A society able to devote itself to the core question of perjury in a civil suit and to enjoy Seinfeld and the Simpsons: isn't that kind of era what conservatives really want?
Not all of them, I found out. For those conservatives deeply troubled by modernity and its pleasures, for those who see war and conflict as key motivators for civic virtue, a society pretty happy with itself, and a government actually running a surplus with no wars, is a problem. It saps "national greatness"...
There are conservatives who are always girded for war or suspect all peace as some kind of hidden war; and those who are happy at peace, grateful for its blessings and hopeful that it will last.
This split in the character of conservativism sounds strangely familiar...
Now is the winter of our discontent
Made glorious summer by this sun of York;
And all the clouds that lour'd upon our house
In the deep bosom of the ocean buried.
Now are our brows bound with victorious wreaths;
Our bruised arms hung up for monuments;
Our stern alarums chang'd to merry meetings,
Our dreadful marches to delightful measures...

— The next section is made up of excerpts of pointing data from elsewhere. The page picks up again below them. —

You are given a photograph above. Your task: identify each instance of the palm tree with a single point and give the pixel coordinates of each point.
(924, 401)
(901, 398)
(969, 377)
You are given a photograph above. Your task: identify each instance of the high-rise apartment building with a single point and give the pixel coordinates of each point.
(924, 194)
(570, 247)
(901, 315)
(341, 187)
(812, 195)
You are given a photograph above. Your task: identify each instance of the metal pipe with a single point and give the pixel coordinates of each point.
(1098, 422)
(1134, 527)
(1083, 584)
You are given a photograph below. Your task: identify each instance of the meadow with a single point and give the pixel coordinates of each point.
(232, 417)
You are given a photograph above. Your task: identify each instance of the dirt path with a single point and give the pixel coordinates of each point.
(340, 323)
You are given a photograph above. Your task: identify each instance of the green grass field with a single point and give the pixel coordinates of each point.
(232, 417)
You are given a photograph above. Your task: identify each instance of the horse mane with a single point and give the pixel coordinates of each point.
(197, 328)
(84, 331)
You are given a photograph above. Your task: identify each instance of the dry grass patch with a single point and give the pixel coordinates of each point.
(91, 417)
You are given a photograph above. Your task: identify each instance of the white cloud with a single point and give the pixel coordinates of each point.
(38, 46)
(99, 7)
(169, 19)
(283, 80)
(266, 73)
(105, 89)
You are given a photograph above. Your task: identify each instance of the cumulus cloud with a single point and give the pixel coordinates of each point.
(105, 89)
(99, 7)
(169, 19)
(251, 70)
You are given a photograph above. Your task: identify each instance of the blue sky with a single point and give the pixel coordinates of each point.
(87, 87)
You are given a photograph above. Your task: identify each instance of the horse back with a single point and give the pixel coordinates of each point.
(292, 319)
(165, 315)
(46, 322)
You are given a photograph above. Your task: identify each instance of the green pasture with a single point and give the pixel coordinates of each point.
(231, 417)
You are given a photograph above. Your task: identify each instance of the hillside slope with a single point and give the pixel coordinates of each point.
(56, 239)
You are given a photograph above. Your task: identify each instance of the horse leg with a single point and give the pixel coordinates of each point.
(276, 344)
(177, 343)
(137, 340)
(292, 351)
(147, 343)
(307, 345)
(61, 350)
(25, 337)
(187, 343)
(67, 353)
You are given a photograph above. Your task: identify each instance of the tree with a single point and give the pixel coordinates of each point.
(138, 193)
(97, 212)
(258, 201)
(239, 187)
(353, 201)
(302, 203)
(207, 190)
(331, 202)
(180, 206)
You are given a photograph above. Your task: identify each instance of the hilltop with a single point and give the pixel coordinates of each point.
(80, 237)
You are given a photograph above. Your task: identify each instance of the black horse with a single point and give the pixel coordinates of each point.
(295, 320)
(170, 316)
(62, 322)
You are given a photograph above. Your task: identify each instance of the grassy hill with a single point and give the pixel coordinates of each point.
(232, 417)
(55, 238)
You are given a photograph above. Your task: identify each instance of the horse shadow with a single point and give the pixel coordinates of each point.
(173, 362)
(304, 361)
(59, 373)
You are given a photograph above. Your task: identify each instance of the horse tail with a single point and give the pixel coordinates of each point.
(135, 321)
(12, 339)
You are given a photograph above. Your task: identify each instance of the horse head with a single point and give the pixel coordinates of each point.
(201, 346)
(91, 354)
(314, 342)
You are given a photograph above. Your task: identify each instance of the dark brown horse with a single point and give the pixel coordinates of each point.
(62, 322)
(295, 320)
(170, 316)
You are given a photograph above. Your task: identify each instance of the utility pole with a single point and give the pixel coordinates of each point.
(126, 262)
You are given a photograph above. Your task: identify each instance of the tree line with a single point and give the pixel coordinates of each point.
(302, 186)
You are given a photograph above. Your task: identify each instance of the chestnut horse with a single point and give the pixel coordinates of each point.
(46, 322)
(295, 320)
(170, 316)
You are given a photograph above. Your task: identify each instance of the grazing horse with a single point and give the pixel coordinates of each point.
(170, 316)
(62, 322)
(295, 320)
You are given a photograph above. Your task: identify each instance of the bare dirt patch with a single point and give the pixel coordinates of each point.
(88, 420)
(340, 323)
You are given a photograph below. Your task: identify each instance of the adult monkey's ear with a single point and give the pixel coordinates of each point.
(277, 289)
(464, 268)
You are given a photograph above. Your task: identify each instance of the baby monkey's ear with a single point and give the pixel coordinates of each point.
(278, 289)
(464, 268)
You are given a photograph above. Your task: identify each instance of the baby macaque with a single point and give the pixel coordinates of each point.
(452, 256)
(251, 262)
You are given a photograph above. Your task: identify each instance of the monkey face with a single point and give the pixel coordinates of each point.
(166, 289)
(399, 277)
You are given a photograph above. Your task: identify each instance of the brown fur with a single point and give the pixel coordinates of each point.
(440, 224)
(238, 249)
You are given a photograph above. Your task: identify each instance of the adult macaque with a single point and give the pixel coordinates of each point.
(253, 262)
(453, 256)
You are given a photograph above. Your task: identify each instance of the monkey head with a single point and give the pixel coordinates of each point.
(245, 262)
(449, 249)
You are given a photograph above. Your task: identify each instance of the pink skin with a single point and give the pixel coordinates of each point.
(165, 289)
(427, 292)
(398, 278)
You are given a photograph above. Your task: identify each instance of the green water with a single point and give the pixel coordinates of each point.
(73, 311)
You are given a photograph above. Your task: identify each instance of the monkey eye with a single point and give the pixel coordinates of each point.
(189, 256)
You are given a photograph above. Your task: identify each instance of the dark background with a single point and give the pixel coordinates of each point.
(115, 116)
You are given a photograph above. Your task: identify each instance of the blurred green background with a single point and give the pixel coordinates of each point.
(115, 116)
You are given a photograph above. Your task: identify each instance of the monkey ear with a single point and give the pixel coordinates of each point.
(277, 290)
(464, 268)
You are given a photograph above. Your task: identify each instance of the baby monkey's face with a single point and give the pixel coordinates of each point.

But I,--that am not shap'd for sportive tricks,
Nor made to court an amorous looking-glass;
I, that am rudely stamp'd, and want love's majesty
To strut before a wanton ambling nymph;
I, that am curtail'd of this fair proportion,
Cheated of feature by dissembling nature,
Deform'd, unfinish'd, sent before my time
Into this breathing world scarce half made up,
And that so lamely and unfashionable
That dogs bark at me as I halt by them;--
Why, I, in this weak piping time of peace,
Have no delight to pass away the time,
Unless to spy my shadow in the sun,
And descant on mine own deformity:
And therefore,--since I cannot prove a lover,
To entertain these fair well-spoken days,--
I am determined to prove a villain,
And hate the idle pleasures of these days.